Smarty Jones, whose career through nine races was one of the most distinguished in horse racing history, never really did anything wrong in his 10th race, losing by just a single length. He was historically good for 80 percent of the race, but by then he was already spent. Only Secretariat could have coasted for the final two furlongs and still won his Triple Crown, and Smarty Jones was not Secretariat.
Those last three Triple Crown champions -- Secretariat, Seattle Slew and Affirmed -- each won their legacy differently. Secretariat could not be bothered and set the record at all three races that still stand. Seattle Slew was steady, winning his three races as undramatically as any horse could win the sport's most dramatic races. Affirmed had Alydar, the horse that finished second at Churchill Downs and Pimlico before the two squared off one last time at Belmont in a thrilling finish which Affirmed won by a nose.
Belmont Stakes 2014
Belmont Stakes 2014
Real Quiet and Smarty Jones were both vanquished because of the Belmont Stake's nearly untenable demands. No living horse has ever accomplished the feat, and no active jockey has ever won a Triple Crown, either. Were California Chrome to win at Belmont on Saturday, he would instantly become one of the greatest horses of all time. His times in the Derby and Preakness weren't historically great, but he won both races without much regard from the rest of the field.
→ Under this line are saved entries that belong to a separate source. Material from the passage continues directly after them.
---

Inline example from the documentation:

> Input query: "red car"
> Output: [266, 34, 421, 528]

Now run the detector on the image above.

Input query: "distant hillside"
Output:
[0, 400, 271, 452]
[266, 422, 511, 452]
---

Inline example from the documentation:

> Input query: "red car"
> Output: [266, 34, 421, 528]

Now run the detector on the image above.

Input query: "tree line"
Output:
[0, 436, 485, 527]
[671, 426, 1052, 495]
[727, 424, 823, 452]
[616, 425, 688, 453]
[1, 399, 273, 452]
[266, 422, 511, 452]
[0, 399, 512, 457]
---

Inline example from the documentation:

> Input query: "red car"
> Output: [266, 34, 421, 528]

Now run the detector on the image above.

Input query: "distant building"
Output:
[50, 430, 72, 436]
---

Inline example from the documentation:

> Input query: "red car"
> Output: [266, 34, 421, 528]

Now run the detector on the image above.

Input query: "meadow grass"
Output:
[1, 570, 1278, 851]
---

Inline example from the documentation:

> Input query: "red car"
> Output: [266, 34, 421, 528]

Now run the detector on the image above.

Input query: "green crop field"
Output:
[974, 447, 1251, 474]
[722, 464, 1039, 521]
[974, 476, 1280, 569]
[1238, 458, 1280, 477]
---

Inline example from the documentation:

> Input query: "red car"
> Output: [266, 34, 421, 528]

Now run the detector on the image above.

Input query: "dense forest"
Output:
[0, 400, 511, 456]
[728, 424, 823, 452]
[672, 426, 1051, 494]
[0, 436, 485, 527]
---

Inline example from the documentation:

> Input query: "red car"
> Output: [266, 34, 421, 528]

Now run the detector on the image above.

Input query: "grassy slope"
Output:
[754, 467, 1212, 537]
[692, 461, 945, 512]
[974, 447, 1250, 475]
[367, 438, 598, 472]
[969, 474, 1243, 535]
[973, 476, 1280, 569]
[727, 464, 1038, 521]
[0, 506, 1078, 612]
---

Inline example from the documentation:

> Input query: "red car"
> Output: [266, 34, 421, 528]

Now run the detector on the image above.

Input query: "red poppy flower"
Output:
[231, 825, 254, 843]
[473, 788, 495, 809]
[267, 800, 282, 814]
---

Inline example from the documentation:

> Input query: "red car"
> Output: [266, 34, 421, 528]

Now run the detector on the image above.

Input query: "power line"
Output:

California Chrome is a great-great-grandson of Seattle Slew, and Seattle Slew's path to the pinnacle of horse racing seems to mirror, at least so far, the path to which California Chrome has won the first two jewels of the crown. He did not try to run away with either race, and in doing so, he ran away with both.
Real Quiet and Smarty Jones both proved how fragile a lead is against a pack of trailing horses with nothing to lose. If California Chrome were to launch a new era of horse racing Saturday, he'll reset the Triple Crown clock as Secretariat did 41 years ago. And as he makes that final turn coming into the stretch with any kind of lead, memories of Real Quiet and Smarty Jones being crestfallen within strides of immortality will flash in the periphery. The Belmont Stakes is a cruel arbiter of a horse's fate, but to earn an honor alongside Secretariat and War Admiral and Sir Barton and Seattle Slew and the seven other winners deserves a damn-near-impossible test. No matter what California Chrome does Saturday, he'll either be black-and-white lumped in one group or the other, and the pursuit of horse racing's Triple Crown won't be any less demanding the next time a horse gets this close. It's happened before, and it will happen again, and this race unlike any other will continue to judge a horse's legacy, seemingly at random and with no regard for anything else a horse will ever go through.